Es versteht sich, daß das erfindungsgemäße Verfahren
nur zusammen mit einer geeigneten Vorrichtung,
insbesondere einem geeigneten Stranggarnträger optimal
ausführbar ist. Ein derartiger Stranggarnträger ist
gekennzeichnet durch die Merkmale des Patentanspruchs 3.
Eine geeignete Schnellverstellung des Abstandes der
oberen und unteren Garnstäbe ergibt sich gemäß
Patentanspruch 4.
Eine Ausführung gemäß Patentanspruch 5 erleichtert das
Beladen und Entladen des Stranggarnträgers. Außerdem
verbessert sie die Festigkeit und Stabilität gegen die
Zentrifugalkräfte.
Eine Ausgestaltung gemäß Anspruch 6 ermöglicht optimale
Flottenführung und damit gleichmäßige Färbung, beste
Abstützung der Garnstränge beim Zentrifugieren und
optimale Trockenluftführung, ohne das Be- und Entladen
zu behindern.
Anhand der Zeichnung sollen die Erfindung und die mit
ihr erreichbaren Vorteile in Form eines Ausführungsbeispiels
näher erläutert werden. Es zeigen
Fig. 1 eine teilweise schematische und teilweise
aufgebrochene Darstellung eines Stranggarnträgers,
eingesetzt in den Kessel einer Behandlungsapparatur
und
Fig. 2 eine schematisierte Draufsicht auf einen
Stranggarnträger
In Fig. 1 erkennt man einen doppelstöckigen
Stranggarnträger 4, der mittels einer Kupplungseinrichtung
gegebenenfalls auch als Einzelträger zum Zentrifugieren
verwendet werden kann. Man erkennt zwei übereinander
angeordnete Reihen von Garnsträngen 1, die auf obere
und untere Tragstäbe 2, 3 eines Stranggarnträgers 4 lose
aufgehängt sind. Der Stranggarnträger 4 ist mit Hilfe
einer mechanischen Haltevorrichtung, bestehend aus einer
Schraubspindel 11 mit Handgriff 12, auf einem
Zwischenboden 16 eines Kessels 5 einer Behandlungsapparatur
befestigt.
Der Stranggarnträger 4 besteht im wesentlichen aus einem
zentralen Mitteldom 6, an dem über radiale Haltearme 7
insgesamt vier Ebenen von Tragstäben 2, 3 befestigt
sind.

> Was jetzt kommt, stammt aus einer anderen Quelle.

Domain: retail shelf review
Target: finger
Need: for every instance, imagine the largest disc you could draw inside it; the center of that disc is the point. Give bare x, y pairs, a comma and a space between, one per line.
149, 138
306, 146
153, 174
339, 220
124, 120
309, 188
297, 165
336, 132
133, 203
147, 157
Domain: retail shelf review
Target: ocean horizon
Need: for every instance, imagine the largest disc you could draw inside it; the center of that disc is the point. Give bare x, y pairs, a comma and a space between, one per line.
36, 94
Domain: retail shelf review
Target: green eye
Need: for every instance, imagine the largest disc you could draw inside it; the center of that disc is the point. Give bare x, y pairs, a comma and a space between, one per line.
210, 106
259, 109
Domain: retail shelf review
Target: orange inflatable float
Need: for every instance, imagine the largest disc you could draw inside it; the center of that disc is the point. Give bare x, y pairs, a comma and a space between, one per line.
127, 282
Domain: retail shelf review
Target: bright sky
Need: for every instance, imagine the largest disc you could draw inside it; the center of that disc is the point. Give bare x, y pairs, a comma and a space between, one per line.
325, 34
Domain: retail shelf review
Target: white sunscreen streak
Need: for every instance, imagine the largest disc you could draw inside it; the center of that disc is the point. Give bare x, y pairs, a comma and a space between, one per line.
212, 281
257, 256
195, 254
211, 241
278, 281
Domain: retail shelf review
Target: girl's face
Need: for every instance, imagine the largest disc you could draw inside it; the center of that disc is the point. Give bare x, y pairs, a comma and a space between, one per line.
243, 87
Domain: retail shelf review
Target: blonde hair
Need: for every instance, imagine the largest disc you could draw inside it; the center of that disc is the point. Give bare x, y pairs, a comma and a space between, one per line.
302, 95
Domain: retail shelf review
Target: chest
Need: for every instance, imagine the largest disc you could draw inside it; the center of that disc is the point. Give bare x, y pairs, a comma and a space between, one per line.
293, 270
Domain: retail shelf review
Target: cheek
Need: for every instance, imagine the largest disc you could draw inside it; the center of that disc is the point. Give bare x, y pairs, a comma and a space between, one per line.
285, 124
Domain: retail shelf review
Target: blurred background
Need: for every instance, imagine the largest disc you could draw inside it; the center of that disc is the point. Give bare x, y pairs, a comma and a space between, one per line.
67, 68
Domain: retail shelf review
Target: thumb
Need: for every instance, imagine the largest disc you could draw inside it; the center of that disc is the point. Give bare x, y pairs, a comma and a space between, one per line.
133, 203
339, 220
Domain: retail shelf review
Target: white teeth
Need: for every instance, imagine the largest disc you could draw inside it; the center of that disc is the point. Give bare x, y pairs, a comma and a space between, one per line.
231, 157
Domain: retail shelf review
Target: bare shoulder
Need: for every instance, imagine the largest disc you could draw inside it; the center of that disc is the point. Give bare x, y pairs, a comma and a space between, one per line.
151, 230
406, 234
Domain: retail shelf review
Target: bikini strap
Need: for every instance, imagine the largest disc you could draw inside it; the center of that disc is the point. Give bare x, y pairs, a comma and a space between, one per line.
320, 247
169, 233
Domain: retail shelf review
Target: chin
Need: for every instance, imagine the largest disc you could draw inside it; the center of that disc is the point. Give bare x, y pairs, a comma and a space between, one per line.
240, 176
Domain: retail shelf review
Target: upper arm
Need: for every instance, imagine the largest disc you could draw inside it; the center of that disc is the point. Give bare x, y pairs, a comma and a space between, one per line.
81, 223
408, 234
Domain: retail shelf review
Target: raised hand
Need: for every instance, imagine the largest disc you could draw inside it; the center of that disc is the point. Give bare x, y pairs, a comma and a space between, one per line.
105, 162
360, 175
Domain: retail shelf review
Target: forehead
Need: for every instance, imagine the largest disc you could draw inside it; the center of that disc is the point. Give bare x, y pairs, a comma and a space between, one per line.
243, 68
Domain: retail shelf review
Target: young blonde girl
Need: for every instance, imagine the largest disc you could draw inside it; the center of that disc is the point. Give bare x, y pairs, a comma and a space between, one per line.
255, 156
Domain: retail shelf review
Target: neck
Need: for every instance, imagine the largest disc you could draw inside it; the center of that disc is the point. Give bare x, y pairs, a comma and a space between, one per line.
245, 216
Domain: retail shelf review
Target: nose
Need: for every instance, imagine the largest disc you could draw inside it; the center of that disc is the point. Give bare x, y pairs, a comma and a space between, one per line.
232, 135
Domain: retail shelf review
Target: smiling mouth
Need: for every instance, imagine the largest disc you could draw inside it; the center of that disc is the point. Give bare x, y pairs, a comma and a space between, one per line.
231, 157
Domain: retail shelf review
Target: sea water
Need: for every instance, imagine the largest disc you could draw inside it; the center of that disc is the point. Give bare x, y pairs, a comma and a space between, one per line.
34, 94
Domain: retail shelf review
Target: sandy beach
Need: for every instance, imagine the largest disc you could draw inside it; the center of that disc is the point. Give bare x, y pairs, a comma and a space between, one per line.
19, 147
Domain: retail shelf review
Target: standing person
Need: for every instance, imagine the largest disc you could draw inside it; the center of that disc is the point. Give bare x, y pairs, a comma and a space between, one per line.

Die Garnstäbe 2, 3 jeder Ebene sind konzentrisch
zueinander angeordnet, wobei radial aufeinanderfolgende
Tragstäbe 2, 3 in bekannter Weise gegeneinander
höhenversetzt oder auch in gleicher Höhe angeordnet sein
können.
Die Abstände der zusammenwirkenden Ebenen von Tragstäben
2, 3, d.h. die Abstände der zusammengehörenden Tragarme
7, sind mit Hilfe einer Teleskopiereinrichtung 9, die
beispielsweise über einen Handgriff 10 betätigbar ist,
zu verkleinern und zu vergrößern. Diese Veränderung des
Abstandes dient nicht nur dazu, Garnstränge
unterschiedlicher Abmessungen oder auch Schrumpfgarne
behandeln zu können; sie ist vielmehr untrennbarer
Bestandteil der Erfindung zum schonenden Zentrifugieren
der Garnstränge 1.
Den Stranggarnträger 4 umschließt ein zylindrischer
Mantel 15, der in einzelne Segmente unterteilt ist. Die
Segmente sind an den Tragarmen 7 befestigt. Mit diesem
Mantel 15 gelingt es, Flotte bzw. Trockenluft für
optimale Ergebnisse zuzuführen und die Garnstränge beim
Zentrifugieren optimal abzustützen.
Bei dem in Fig. 1 dargestellten Kessel 5 handelt es sich
um den Kessel eines Durchströmungstrockners,
beispielsweise eines in mehreren Phasen arbeitenden
Trockners, der die Garnstränge 1 mit Warmluft erwärmt
und anschließend mit Vakuum trocknet. Die Warmluft wird
beispielsweise über die Rohrleitung 14 zugeführt und
durch einen Verteiler- oder Zwischenboden 16 bis zum
oberen Ende des Stranggarnträgers 4 geleitet. Hierzu
muß der Querschnitt zwischen Stranggarnträger 4 und
Zwischenboden 16 ausreichend bemessen sein. Die
Trockenluft durchdringt dabei die auf den Tragstäben 2,
3 hängenden Garnstränge 1 und verläßt den Kessel 5 über
die Rohrleitung 13. Diese Bewegungsrichtung der Luft
von unten nach oben ist besonders dann angebracht,
wenn die Aufliegestellen der Garnstränge 1 auf den
Tragstäben 2 getrocknet werden sollen. Zu Beginn des
Trocknungsvorgangs, wenn mit Hilfe von Luftstößen
überschüssige Feuchtigkeit aus den Garnsträngen 1
abgedrückt werden soll, wird dagegen eine umgekehrte
Luftführung bevorzugt.
Nach einer gewissen Behandlungszeit wird dann die
Richtung der Trockenluft umgekehrt, d.h. die Trockenluft
wird über die Leitung 13 zugeführt und über die Leitung
14 abgeführt. Dabei streicht die Trockenluft von oben
nach unten durch die Garnstränge 1.
Grundsätzlich der gleiche Aufbau ergibt sich auch beim
Färbevorgang, wenn der Stranggarnträger 4 mit den
Garnsträngen 1 in den Kessel 5 eines Färbeapparats
eingesetzt ist. Auch hier wird durch Umkehrung der
Strömungsrichtung der Flotte dafür gesorgt, daß die
Garnstränge 1 von den oberen Garnstäben 2 abheben, so
daß auch die Auflagestellen gleichmäßig gefärbt werden.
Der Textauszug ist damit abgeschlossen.